Article tiré de Time.com
If you want to know which direction the stock price of a company rolling out a new product is headed, there’s no need to wait for sales figures. Just check out user-generated product reviews on the web. They’re as good an early warning system as any that share prices may be headed for trouble.
That’s the conclusion of a recent study about to be published in the academic journal Marketing Science. And its results have important implications not only for investors, but for marketers, too. The study, conducted by marketing professors Gerard Tellis of USC and the University of Houston’s Seshadri Tirunillai, involved the analysis of nearly 350,000 consumer product reviews on three major sites (Amazon.com, Epinions.com and Yahoo Shopping) between June 2005 and January 2010, as well as their affect on the share prices of 15 publicly traded firms involved in six businesses (personal computing, traditional cell phones, PDAs or smartphones, shoes, toys and data storage).

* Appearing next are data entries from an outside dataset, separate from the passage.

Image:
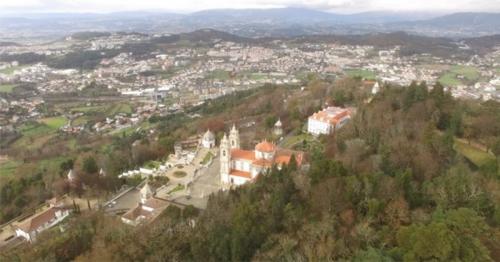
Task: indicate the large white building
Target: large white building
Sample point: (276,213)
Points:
(240,166)
(30,227)
(328,120)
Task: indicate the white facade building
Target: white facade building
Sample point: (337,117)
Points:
(34,225)
(327,120)
(208,140)
(238,166)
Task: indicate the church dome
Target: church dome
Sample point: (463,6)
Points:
(265,146)
(208,135)
(278,123)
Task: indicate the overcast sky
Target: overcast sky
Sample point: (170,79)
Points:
(185,6)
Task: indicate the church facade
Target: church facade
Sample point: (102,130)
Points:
(239,166)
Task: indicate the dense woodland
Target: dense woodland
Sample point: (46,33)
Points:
(390,186)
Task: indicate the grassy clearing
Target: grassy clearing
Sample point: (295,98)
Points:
(34,129)
(119,108)
(476,156)
(54,122)
(7,88)
(459,75)
(8,168)
(86,109)
(179,174)
(218,74)
(365,74)
(10,70)
(291,141)
(179,187)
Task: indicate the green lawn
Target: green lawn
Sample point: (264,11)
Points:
(119,108)
(7,88)
(179,187)
(476,156)
(290,141)
(365,74)
(451,78)
(10,70)
(85,109)
(54,122)
(8,167)
(218,74)
(34,129)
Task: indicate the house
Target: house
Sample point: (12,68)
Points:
(30,227)
(238,166)
(328,120)
(278,128)
(208,140)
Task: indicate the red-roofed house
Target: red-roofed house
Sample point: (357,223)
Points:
(30,227)
(240,166)
(328,120)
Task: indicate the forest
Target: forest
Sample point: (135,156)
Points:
(392,185)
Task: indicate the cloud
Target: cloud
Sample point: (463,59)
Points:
(195,5)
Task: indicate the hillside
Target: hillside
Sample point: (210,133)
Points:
(392,185)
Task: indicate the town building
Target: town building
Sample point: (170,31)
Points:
(278,128)
(328,120)
(30,227)
(208,140)
(238,166)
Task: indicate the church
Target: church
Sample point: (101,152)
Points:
(238,166)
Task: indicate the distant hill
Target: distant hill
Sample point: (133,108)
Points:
(465,20)
(455,25)
(254,23)
(202,35)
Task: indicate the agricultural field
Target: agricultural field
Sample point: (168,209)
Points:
(10,70)
(8,168)
(218,74)
(54,122)
(460,75)
(7,88)
(365,74)
(108,110)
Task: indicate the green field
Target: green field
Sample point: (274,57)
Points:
(54,122)
(119,108)
(291,141)
(8,167)
(476,156)
(451,78)
(218,74)
(10,70)
(108,110)
(365,74)
(85,109)
(7,88)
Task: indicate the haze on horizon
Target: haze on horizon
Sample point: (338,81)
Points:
(13,7)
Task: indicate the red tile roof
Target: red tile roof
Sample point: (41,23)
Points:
(243,154)
(265,146)
(240,174)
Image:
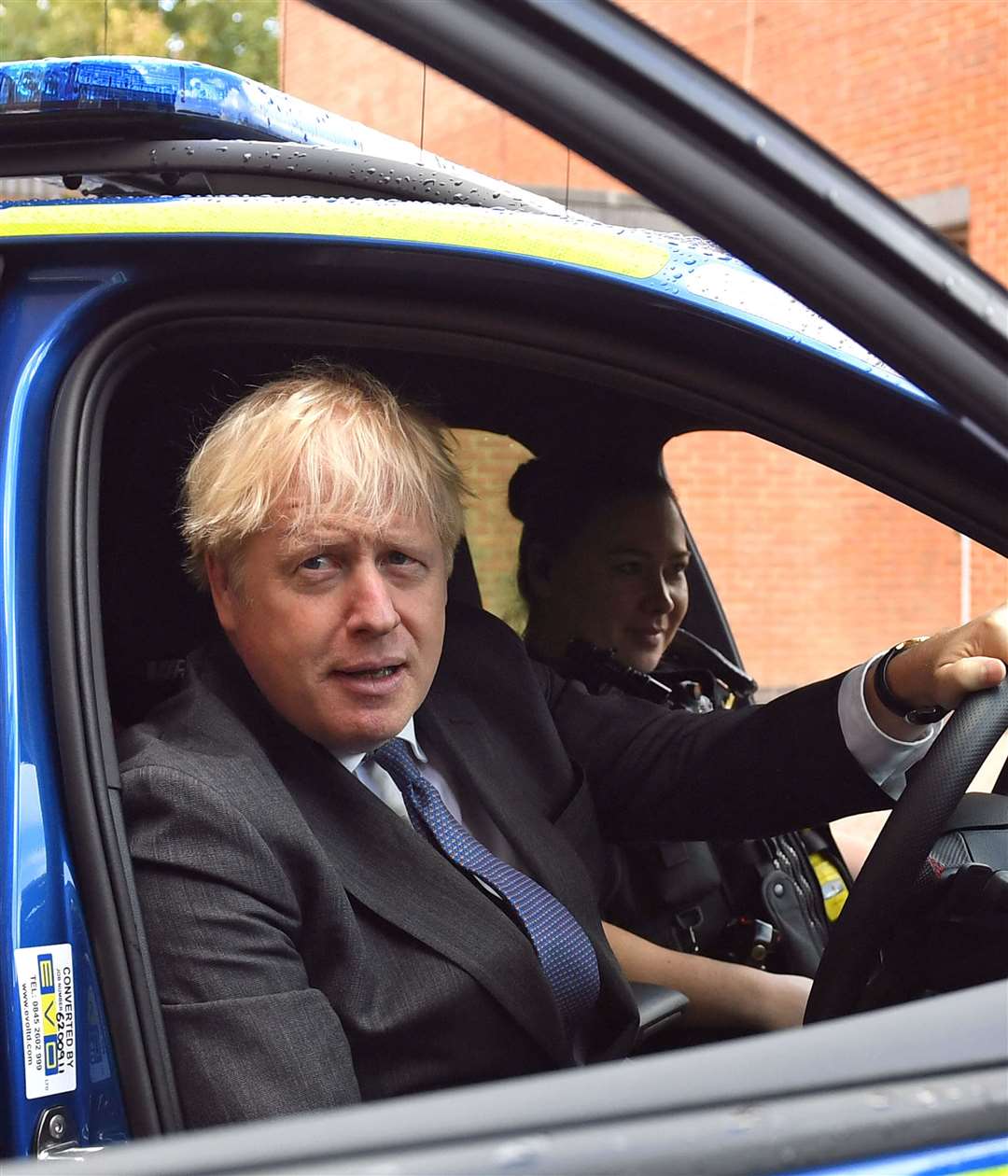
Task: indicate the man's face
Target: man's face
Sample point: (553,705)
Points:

It was an impressively ambitious project, with lots of wonky relevance. For investors, though, the key finding is this: The more negative chatter there is in the first few days after a product is released, the more likely the underlying stock price will tank soon after. (The effect was detectable even after controlling for the influence of Wall Street forecasts, media mentions, advertising and PR.)
Positive reviews, on the other hand, proved unhelpful in predicting stock prices; their effect was neutral in either direction. The researchers suggest three reasons for the “asymmetric impact on returns.” First, negative information is harder to come by in these forums—positive reviews were four times more common than critical ones—so investors may find gripes more useful. Second, investors are almost certainly loss averse; humans in general tend to give more attention to risks than rewards. Finally, positive information may already have been absorbed into the stock price before the product actually came out, thanks to PR campaigns and other anticipatory buzz.

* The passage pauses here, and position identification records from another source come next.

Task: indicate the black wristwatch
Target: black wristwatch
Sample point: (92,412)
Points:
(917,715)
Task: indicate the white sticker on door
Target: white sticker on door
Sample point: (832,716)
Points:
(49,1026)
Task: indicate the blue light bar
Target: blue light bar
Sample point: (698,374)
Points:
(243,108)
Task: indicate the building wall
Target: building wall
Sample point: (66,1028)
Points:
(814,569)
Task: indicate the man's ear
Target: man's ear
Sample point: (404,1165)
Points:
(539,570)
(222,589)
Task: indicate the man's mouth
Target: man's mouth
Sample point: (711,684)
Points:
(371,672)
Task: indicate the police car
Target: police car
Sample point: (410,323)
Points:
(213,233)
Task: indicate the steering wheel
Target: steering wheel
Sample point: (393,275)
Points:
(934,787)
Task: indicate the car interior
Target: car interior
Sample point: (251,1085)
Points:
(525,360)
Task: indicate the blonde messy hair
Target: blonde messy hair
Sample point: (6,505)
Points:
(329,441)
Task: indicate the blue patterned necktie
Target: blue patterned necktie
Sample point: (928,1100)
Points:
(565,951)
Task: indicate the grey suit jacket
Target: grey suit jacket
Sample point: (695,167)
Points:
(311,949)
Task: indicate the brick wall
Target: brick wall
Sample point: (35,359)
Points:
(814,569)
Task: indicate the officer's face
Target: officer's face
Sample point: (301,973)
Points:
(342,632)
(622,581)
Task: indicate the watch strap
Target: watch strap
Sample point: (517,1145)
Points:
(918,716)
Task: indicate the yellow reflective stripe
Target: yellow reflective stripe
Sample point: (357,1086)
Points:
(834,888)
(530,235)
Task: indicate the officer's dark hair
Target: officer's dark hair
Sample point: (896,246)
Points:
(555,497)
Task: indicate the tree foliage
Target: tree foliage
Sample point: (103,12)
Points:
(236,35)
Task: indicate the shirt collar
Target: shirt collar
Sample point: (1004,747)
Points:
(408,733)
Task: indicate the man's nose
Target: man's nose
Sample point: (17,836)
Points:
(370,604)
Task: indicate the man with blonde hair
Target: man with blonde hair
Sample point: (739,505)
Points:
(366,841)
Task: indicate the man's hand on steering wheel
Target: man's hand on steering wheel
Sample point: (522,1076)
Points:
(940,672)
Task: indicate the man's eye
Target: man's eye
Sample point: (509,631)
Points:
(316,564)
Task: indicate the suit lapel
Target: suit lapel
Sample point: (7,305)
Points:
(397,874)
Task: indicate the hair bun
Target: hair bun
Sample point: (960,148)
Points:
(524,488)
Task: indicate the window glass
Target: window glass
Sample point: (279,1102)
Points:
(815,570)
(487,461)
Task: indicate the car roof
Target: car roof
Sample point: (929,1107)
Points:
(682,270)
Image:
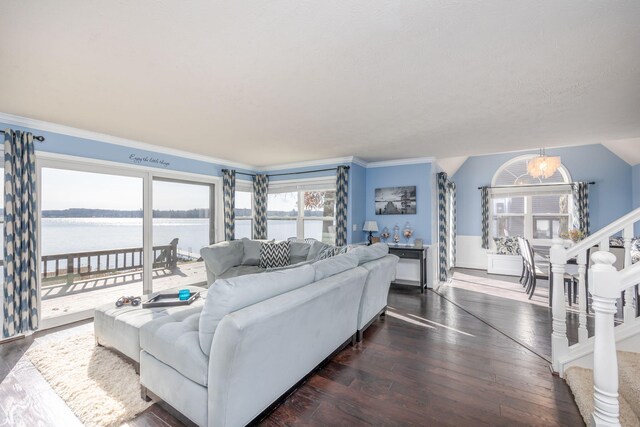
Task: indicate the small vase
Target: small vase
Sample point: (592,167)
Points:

Some of this may sound like common sense — if people dislike a product enough to complain about it online, it’s not surprising that the company behind the product suffer a hit to its bottom line. But the findings are valuable nonetheless, in no small part because negative online review chatter tends to percolate a few days ahead of stock price movements. In any event, model portfolios set up by Tellis and Tirunillai—buying on positive chatter, selling on negative—outperformed the S&P 500 by as much as 8% on an annualized basis. Of course, the most likely beneficiaries of this data are institutional investors like mutual funds and Wall Street trading desks, which have the computing capabilities and manpower to do Big Data analysis of consumer product reviews on this scale. Individuals who try to anecdotally gauge consumer sentiment on such sites do so at their own risk. (Which won’t stop very many of those inclined from trying.)
Finally, in what comes across as something of a passing addition to their summary, Tellis and Tirunillai present one other interesting finding from their work, which could have broad implications for all sorts of business folk: “Offline television advertising,” the study authors write, “increases the volume of chatter while decreasing negative chatter.”
In other words, the hidden power of TV ads may not be that they increase the positive feeling—and subsequent buzz—about a product or service. Rather, the secret power of such ads may be their ability to diminish negative buzz. There’s a good deal of psychological research to suggest that, contrary to the adage, familiarity breeds fondness, not contempt. The more we’re exposed to a brand, product or service through interaction with TV advertising, the more we’re likely to consider it a “friend”—or at least not a foe. While such feelings may not make us rave about a disappointing product experience, they may very well make us less likely to rag about it.